The method I use is to think in terms of displacement (or velocity) components. If the knot above A moves straight down at some rate, what is the component of that in the direction of string going up to the left hand pulley? What is its component perpendicular to that string? Which of these will turn the pulley?

Yes, that's a nice way to think about it.

 

[lowea001]

Yay I finally solved the question, thanks a lot guys. By doing what haruspex suggested, I found the components of the virtual velocities/displacement vectors that ran in the same direction as the pulley strings. Moving the knot horizontally means that the height of A doesn't change and you can just solve for B based on what the 1kg weight does and equating the total work done to 0. Then, I can substitute the value for B into the equation you get for the total work done from a vertical virtual velocity/displacement. Basically, it wasn't too tough after all. Thanks for your guidance.

Just out of curiosity Tsny, how would you find out how much shorter d' was than d in your diagram? Would you connect d to a' with a line perpendicular to d and treat the base of that triangle as the distance you're looking for?

 

[TSny]

Just out of curiosity Tsny, how would you find out how much shorter d' was than d in your diagram? Would you connect d to a' with a line perpendicular to d and treat the base of that triangle as the distance you're looking for?

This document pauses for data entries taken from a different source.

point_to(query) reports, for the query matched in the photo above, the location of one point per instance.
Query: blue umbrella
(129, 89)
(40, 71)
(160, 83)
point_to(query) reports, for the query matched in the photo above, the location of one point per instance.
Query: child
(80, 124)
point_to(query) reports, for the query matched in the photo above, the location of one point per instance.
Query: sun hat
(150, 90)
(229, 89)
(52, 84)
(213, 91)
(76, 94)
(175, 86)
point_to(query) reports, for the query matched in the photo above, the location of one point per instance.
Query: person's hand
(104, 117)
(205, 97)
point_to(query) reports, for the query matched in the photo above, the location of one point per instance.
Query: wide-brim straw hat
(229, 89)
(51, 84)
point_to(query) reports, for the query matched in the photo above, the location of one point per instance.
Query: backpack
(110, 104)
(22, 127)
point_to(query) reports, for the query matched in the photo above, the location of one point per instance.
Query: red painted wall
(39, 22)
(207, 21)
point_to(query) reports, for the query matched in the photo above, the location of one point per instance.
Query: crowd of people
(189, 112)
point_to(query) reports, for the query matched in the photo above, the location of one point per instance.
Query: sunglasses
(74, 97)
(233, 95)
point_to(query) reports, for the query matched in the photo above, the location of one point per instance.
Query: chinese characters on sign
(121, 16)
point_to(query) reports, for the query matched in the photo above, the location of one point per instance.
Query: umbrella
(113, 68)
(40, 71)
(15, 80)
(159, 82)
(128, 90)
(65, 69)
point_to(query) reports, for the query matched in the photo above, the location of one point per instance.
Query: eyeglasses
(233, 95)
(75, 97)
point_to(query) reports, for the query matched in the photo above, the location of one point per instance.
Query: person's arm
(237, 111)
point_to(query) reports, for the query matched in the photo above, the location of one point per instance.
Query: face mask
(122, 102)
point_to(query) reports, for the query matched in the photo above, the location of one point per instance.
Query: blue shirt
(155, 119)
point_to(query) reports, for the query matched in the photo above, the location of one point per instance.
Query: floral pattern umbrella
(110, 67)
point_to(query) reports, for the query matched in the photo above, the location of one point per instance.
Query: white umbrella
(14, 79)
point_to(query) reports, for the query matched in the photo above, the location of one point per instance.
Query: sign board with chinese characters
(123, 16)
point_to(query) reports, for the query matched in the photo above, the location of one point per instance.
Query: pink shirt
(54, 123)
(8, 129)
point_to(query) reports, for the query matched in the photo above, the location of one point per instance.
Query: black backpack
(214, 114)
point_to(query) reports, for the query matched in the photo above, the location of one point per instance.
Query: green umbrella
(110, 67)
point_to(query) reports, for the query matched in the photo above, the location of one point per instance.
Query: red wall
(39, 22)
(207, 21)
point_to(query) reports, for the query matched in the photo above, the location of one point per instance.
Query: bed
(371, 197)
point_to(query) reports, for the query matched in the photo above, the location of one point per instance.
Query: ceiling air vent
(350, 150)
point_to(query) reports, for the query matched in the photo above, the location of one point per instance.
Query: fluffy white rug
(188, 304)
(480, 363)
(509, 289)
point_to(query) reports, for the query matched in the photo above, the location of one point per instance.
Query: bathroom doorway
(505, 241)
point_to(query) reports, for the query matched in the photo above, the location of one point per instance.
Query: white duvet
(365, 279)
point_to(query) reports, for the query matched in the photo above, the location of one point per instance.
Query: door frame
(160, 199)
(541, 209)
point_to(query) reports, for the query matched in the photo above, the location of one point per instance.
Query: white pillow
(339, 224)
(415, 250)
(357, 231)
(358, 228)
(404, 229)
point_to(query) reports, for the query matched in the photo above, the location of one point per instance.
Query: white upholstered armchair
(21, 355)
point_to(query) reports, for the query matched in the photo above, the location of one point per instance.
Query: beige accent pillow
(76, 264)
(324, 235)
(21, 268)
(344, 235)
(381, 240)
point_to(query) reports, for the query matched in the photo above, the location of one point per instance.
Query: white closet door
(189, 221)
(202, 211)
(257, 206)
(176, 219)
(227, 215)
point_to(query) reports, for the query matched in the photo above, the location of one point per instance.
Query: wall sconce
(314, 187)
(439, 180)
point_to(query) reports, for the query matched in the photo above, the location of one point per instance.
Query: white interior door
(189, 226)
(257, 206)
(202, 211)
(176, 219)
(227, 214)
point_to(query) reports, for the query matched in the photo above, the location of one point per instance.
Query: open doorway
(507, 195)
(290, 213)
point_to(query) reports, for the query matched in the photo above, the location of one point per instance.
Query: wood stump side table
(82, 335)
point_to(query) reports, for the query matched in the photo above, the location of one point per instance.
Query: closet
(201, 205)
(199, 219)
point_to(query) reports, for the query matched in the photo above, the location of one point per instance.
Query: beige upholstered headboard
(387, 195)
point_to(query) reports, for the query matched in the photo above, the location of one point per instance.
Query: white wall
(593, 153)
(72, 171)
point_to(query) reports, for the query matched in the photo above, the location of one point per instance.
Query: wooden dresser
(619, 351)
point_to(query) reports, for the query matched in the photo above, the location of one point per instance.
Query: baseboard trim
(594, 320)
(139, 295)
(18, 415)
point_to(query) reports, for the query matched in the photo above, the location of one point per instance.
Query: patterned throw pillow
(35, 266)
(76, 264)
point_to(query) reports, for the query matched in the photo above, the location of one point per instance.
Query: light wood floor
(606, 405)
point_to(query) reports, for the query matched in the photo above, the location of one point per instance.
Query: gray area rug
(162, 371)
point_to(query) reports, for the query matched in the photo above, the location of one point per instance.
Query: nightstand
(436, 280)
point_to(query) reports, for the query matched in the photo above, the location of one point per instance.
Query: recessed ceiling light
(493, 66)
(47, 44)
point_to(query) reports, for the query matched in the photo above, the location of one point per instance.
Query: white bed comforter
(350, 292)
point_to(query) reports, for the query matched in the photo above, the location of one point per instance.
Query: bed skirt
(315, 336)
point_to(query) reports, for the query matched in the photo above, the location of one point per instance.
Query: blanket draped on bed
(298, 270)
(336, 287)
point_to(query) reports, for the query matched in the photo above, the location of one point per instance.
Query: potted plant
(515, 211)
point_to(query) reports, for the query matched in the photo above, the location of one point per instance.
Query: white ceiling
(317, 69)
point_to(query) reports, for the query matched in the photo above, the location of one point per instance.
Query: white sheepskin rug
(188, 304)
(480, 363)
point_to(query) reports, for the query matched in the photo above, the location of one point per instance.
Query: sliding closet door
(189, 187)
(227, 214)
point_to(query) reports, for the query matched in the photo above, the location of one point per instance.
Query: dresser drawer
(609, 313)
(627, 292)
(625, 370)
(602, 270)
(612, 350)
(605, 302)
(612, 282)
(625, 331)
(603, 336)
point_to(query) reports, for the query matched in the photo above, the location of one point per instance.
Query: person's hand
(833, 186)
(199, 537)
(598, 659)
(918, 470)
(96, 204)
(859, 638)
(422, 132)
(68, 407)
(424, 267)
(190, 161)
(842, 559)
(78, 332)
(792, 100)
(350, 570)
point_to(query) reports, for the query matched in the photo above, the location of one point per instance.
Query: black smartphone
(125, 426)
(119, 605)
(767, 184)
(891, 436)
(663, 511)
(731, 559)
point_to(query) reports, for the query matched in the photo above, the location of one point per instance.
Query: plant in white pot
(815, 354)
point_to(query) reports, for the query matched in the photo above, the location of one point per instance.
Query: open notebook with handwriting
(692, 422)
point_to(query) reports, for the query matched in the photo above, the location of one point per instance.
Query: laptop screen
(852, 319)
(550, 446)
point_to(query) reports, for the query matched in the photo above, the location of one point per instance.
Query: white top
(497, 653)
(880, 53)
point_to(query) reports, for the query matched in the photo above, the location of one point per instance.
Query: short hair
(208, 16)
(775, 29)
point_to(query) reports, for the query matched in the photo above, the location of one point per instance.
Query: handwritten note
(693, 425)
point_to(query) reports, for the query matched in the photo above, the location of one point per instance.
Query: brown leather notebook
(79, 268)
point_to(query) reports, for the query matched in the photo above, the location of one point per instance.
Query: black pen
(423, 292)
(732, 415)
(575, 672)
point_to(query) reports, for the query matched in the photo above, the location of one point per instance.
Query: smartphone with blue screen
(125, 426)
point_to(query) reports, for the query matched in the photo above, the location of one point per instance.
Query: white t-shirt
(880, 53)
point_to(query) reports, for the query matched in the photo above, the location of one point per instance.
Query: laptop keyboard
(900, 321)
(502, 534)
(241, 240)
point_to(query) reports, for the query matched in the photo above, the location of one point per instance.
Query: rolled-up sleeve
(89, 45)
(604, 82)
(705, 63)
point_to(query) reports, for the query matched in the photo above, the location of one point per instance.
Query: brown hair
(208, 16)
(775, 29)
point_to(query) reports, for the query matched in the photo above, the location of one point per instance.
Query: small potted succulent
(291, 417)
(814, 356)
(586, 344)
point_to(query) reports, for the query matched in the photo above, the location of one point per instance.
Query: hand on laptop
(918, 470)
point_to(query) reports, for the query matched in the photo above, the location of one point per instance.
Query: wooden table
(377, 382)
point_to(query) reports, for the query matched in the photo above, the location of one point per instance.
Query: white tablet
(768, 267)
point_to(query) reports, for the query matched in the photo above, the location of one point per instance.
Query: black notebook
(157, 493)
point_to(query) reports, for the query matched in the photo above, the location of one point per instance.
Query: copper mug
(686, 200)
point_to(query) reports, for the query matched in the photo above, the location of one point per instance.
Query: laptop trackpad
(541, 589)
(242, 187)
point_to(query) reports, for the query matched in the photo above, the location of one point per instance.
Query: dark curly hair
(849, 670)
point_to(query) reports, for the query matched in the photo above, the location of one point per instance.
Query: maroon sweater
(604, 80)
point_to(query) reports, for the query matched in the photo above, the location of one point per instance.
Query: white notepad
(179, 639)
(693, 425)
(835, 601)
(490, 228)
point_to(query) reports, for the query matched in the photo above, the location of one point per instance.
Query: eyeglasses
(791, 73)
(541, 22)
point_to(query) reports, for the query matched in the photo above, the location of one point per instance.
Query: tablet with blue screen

Yes! Since dy is infinitesimal, the lines d and d' will be approximately parallel to the accuracy we need. So, dropping that perpendicular line as you suggest will give the the difference between d and d'. (See figure below.) d-d' will be how much mass B moves down.

 

[soj]

My approach was that the situation was to be considered in equilibrium, that is that A should oppose 2 equal horizontal forces in opposite directions:
being (1/2 . sqrt 3) on the left and (1/sqrt2 times B) on the right, giving B = sqrt3/sqrt2.
For A to stay in place and not being pulled up, its weight shoud equal the sum of the 2 vertical components of the left and right blocks, being left:(1/2) and right (1/sqrt2 times B).
The question asked was to explain things in terms of virtual work. Do I need to perform a thought experiment of moving the blocks, and if so how should that be done ?

 

[haruspex]

I need to perform a thought experiment of moving the blocks, and if so how should that be done ?

That is explained in posts #2 and #8.